The true face of Iran

The true face of Iran

The true face of Iran
IT is now weeks that Iran’s political-clerical circles are abuzz about an “open letter” written to President Hassan Rouhani by Mehdi Karrubi, a former Speaker of the Islamic Consultative Assembly (Majlis) who has been under house arrest since 2009 after challenging the results of the 2009 presidential election.
The letter is interesting for several reasons. First, it states that Rouhani is not responsible for the “house arrest” decision and is regarded as no more than a channel for transmitting the letter to real, anonymous decision-makers. This means that Rouhani is basically an actor playing the role of president and that, in effect, Iran lacks a government in the normal sense of the term. Secondly, Karrubi’s letter is designed to transform his image as a radical activist of long-standing into a new convert to reform and moderation, if not actual democratization.
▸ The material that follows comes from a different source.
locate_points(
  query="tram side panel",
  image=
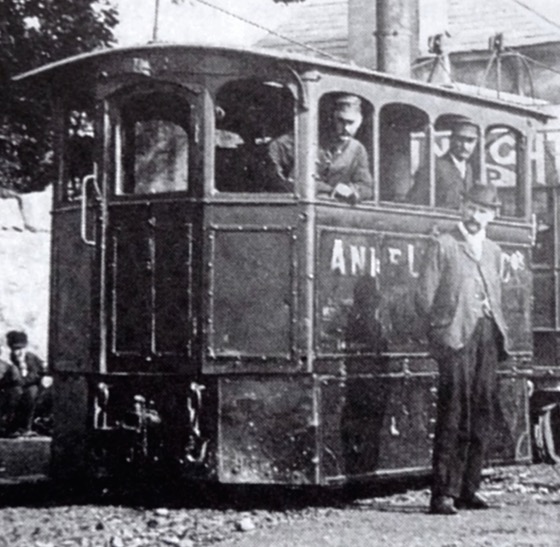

Throughout the 1980s and much of the 1990s, however, Karrubi belonged to the hard-line faction of the Khomeinist establishment. In 1993 he even led Iran’s delegation to the so-called Islamic Peoples’ Congress, hosted by the late Hassan Al-Turabi in the Sudanese capital Khartoum. There, the gathering of Islamist militants from more than 70 countries elected him as a member of the nine-man Leadership Council with the mission to spread their ideology across the globe. Members of the council included such luminaries as Al-Turabi himself, Algeria’s Abbassi Madani and Osama bin Laden.
However, it is the third reason why Karrubi’s letter is of particular interests to us. Here Karrubi tries to present the reign of the late Ayatollah Ruhallah Khomeini, or “Imam” as his supporters like to call him, as a golden age in which no one could suffer arbitrary arrest let alone being put under house arrest without charge.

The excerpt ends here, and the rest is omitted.